Order of Free Gardeners - History

History

The most ancient evidence of the order is a record of the minutes of the Haddington lodge, opened 16 August 1676, which begins with a compilation of fifteen rules called Interjunctions for ye Fraternity of Gardiners of East Lothian.

Scotland was, in the 17th century, subject to civil unrest and intermittent famines. Rich landowners were interested in Renaissance architecture and the design of formal gardens for their vast estates. The first members of the Haddington lodge were not gardeners by profession, but small landowners and farmers who practised gardening for pleasure. Not practising an urban profession, they could not obtain the status of a guild and modelled their organization on the Masons, who had an organization, additional to and independent of their guild: the lodge.

This organisation set up in Haddington could be viewed as a primitive form of union. It organised cooperation between members, provided practical training and ethical development, and supported the poor, widows, and orphans. The lodges of gardeners were also the first to organise floral exhibitions, from 1772.

About 1715, a lodge similar to Haddington was founded in Dunfermline, supported by two members of the local aristocracy, the Earl of Moray and the Marquess of Tweeddale. From its origin, it admitted numerous non-gardeners as members. It created a charitable society to benefit the widows, orphans, and poor of the lodge, sponsored a horse race and organised an annual horticultural fair before transforming itself little by little into a mutual aid society. It reached a membership of 212.

The lodges of Haddington and Dunfermline expanded their recruitment area widely without authorising creation of new lodges. It was only in 1796 that three new lodges were created: at Arbroath, Bothwell, and Cumbnathan.

During the 18th Century, about twenty other lodges were created, always in Scotland, and on 6 November 1849, they organized a meeting with a view to create a Grand Lodge. Establishments then accelerated, and in 1859, in Edinburgh, the Grand Lodge gathered representatives from more than 100 lodges, including three established in the USA.

At the peak of the movement there were more than 10,000 Free Gardeners for the Lothians alone, belonging to more than 50 lodges.

Encouraged by this success, competing horticultural societies appeared during the 19th Century. Unlike the Free Gardeners, they did not have a charitable role, mutual help, or rituals, and they would accept anybody, male or female, who paid their dues.

In the 20th Century, the two World Wars called up most of the members. The economic crisis of 1929 weakened their charitable capacities. The social protection laws weakened the attraction of mutual aid, before the National Insurance Act 1946 removed their entire purpose. Even before the Second World War, the number of deaths exceeded the number of admissions to the lodges. In 1939, the minutes of the Haddington lodge were interrupted until 1952, when its eight last members attempted in vain to relaunch it. Despite the recruitment of new members, the Haddington fraternity pronounced its dissolution on 22 February 1953. The Dunfermline lodge lasted until the middle of the 1980s.

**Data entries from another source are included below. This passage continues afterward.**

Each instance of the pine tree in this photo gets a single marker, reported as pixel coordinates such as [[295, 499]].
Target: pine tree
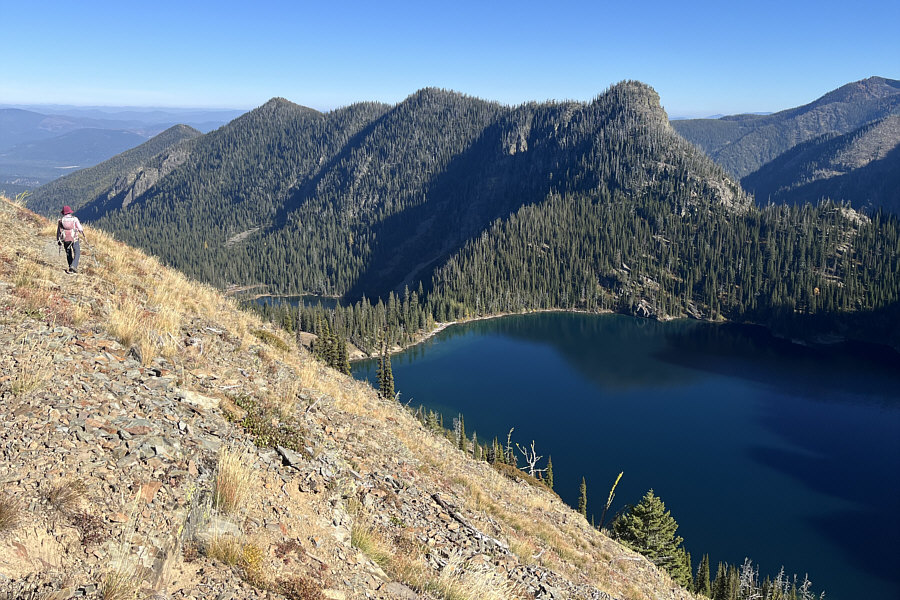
[[582, 498], [344, 358], [385, 377], [701, 582], [462, 433], [648, 528]]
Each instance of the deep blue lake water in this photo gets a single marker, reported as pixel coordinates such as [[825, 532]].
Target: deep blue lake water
[[759, 447]]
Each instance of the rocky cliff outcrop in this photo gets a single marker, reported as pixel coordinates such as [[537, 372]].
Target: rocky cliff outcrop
[[157, 443]]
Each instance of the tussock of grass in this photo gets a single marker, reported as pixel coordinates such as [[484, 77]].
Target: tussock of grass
[[234, 481], [125, 321], [66, 495], [10, 512], [120, 583], [267, 337], [31, 368]]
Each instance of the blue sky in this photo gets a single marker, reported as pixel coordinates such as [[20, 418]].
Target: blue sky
[[702, 57]]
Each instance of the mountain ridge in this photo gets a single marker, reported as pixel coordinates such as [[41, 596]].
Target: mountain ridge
[[743, 143], [148, 383], [860, 167]]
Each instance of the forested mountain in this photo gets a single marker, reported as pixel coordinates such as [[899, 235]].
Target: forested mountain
[[115, 180], [861, 167], [47, 160], [744, 143], [481, 208]]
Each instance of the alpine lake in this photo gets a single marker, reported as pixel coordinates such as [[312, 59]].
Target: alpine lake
[[759, 447]]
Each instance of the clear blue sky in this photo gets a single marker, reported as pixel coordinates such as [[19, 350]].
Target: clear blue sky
[[702, 57]]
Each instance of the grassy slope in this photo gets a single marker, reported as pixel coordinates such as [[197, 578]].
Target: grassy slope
[[162, 318]]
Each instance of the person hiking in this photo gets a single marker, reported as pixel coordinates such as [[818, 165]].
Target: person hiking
[[68, 229]]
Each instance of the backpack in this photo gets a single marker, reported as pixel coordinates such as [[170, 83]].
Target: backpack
[[68, 233]]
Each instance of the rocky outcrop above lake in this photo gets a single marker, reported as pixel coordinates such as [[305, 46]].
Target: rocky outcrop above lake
[[115, 446]]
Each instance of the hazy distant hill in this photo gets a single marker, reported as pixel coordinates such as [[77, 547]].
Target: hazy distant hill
[[113, 179], [861, 167], [743, 143], [480, 208], [37, 147], [368, 198]]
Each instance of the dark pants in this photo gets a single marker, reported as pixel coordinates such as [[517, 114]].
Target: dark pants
[[73, 254]]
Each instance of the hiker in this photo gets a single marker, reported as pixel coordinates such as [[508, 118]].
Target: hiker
[[67, 229]]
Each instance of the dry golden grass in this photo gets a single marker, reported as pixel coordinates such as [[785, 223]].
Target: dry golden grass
[[235, 481], [31, 367], [459, 581], [120, 583], [10, 512], [534, 523], [66, 495]]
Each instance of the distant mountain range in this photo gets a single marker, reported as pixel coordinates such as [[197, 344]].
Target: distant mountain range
[[37, 147], [843, 146], [479, 208], [861, 167], [744, 143], [118, 179]]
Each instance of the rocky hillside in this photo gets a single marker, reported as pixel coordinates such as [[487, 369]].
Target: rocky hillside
[[158, 443]]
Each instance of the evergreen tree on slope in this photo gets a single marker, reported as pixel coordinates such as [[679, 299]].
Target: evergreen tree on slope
[[648, 528]]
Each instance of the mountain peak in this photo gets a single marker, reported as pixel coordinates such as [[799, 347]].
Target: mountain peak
[[180, 359]]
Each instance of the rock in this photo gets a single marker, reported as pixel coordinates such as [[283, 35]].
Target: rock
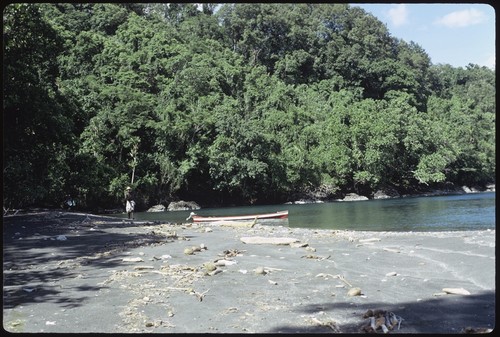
[[132, 259], [354, 292], [456, 291], [260, 271], [263, 240], [386, 194], [354, 197], [182, 206], [157, 208]]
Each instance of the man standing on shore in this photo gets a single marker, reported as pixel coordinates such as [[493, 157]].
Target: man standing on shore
[[129, 202]]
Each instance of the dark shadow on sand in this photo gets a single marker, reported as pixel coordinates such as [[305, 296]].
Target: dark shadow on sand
[[448, 314], [34, 260]]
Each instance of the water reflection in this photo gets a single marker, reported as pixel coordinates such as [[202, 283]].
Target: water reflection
[[442, 213]]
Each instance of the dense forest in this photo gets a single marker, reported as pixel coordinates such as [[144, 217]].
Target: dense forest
[[230, 104]]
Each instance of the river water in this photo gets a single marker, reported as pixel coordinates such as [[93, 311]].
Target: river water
[[475, 211]]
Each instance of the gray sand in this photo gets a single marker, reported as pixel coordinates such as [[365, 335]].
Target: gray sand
[[114, 276]]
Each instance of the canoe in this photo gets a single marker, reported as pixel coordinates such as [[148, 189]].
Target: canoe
[[276, 215]]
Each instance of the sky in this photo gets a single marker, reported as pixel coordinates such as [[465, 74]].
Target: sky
[[455, 34]]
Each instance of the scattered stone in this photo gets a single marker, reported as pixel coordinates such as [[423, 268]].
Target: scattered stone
[[263, 240], [299, 244], [182, 206], [354, 292], [456, 291], [209, 266], [260, 271], [369, 240], [132, 259]]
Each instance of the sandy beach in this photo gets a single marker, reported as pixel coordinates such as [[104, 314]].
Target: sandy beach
[[81, 273]]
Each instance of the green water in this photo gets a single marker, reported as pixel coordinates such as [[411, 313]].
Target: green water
[[437, 213]]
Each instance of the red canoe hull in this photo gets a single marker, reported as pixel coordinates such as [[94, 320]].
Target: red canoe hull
[[276, 215]]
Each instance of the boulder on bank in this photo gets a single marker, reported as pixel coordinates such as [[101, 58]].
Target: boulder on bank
[[182, 206], [157, 208]]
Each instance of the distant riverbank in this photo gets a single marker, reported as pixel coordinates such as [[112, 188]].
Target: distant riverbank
[[77, 272]]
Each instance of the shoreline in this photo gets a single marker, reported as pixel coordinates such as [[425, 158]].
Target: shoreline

These disappearances were part of a wider social change. In 1950 there were around 30,000 Friendly Societies in the UK, while in 2000 there were fewer than 150. In 2000, the research of R. Cooper counted no more than a single lodge (in Bristol) for Great Britain, but mentioned the survival of the Order of Free Gardeners in the Antilles (Caribbean British Order of Free Gardners) and in Australia. In 2002, a conservation society was created in Scotland with aims of research and conservation of the traditions of this Order and some lodges were revived on this occasion.


As of 2013, The Grand United Order of Free Gardeners still operates in Victoria, Australia from the East Kew Masonic Centre. It meets monthly under the auspices of the Victorian Grand Lodge #1, and is the only known lodge operating in the southern hemisphere.